端云协同离在线强化学习方法及其在兵棋上的应用

施伟,黄红蓝,梁星星,程光权,郑臻哲   

  1. 1.国防科技大学 系统工程学院 大数据与决策实验室,长沙 410073 
    2.火箭军工程大学 核工程学院,西安 710025
    3.上海交通大学 电子信息与电气工程学院,上海 200240
  • 出版日期:2025-11-01 发布日期:2025-10-31

Device-Cloud Collaborative Offline-to-Online Reinforcement Learning Method and Its Application in Wargame

SHI Wei, HUANG Honglan, LIANG Xingxing, CHENG Guangquan, ZHENG Zhenzhe   

  1. 1.Laboratory for Big Data and Decision, College of Systems Engineering, National University of Defense Technology, Changsha 410073, China
    2.College of Nuclear Engineering, Rocket Force University of Engineering, Xi’an 710025, China
    3.School of Electronic Information and Electrical Engineering, Shanghai Jiao Tong University, Shanghai 200240, China
  • Online:2025-11-01 Published:2025-10-31

摘要: 随着军事智能化技术演进,兵棋推演智能决策研究备受关注。针对传统云端集中式决策模式存在的通信延迟、数据安全风险和部署壁垒等问题,提出端云协同混合离在线强化学习框架(Decider),实现基于先验知识与试错数据的融合驱动决策。云端动态筛选高价值样本传输至边缘设备,缓解数据分布偏移问题,加速策略搜索;引入历史动量聚合算法,稳定模型训练。在海空对抗兵棋实验中,Decider策略搜索速度提升超过90%,平均对抗得分提高26%以上,且通信负载降至传统架构的9.5%。

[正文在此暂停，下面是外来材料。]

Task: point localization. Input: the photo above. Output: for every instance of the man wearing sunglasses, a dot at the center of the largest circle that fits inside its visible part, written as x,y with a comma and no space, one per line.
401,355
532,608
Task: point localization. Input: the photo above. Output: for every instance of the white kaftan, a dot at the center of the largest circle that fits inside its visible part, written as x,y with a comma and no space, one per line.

关键词: 端云协同, 强化学习, 离在线强化学习, 兵棋推演, 智能决策

Abstract: With the evolution of military intelligence technology, research on intelligent decision-making in wargame has gained significant attention. To address challenges including communication latency, data security risks, and deployment barriers in cloud-centric decision-making paradigms, Decider is proposed, a device-cloud collaborative hybrid offline-to-online reinforcement learning framework. Decider integrates offline pre-training with online learning, enabling decisions driven by the fusion of prior knowledge and trial-and-error data. The cloud server dynamically screens and transmits high-value samples to clients, mitigating data distribution shift issues and accelerating policy optimization. The historical momentum-based model aggregation method is introduced to stabilize training performance. Experimental results in a naval-air combat wargame scenario demonstrate that Decider achieves over 90% faster optimization speed, improves average scores by 26%, and reduces communication load to 9.5% of conventional architectures.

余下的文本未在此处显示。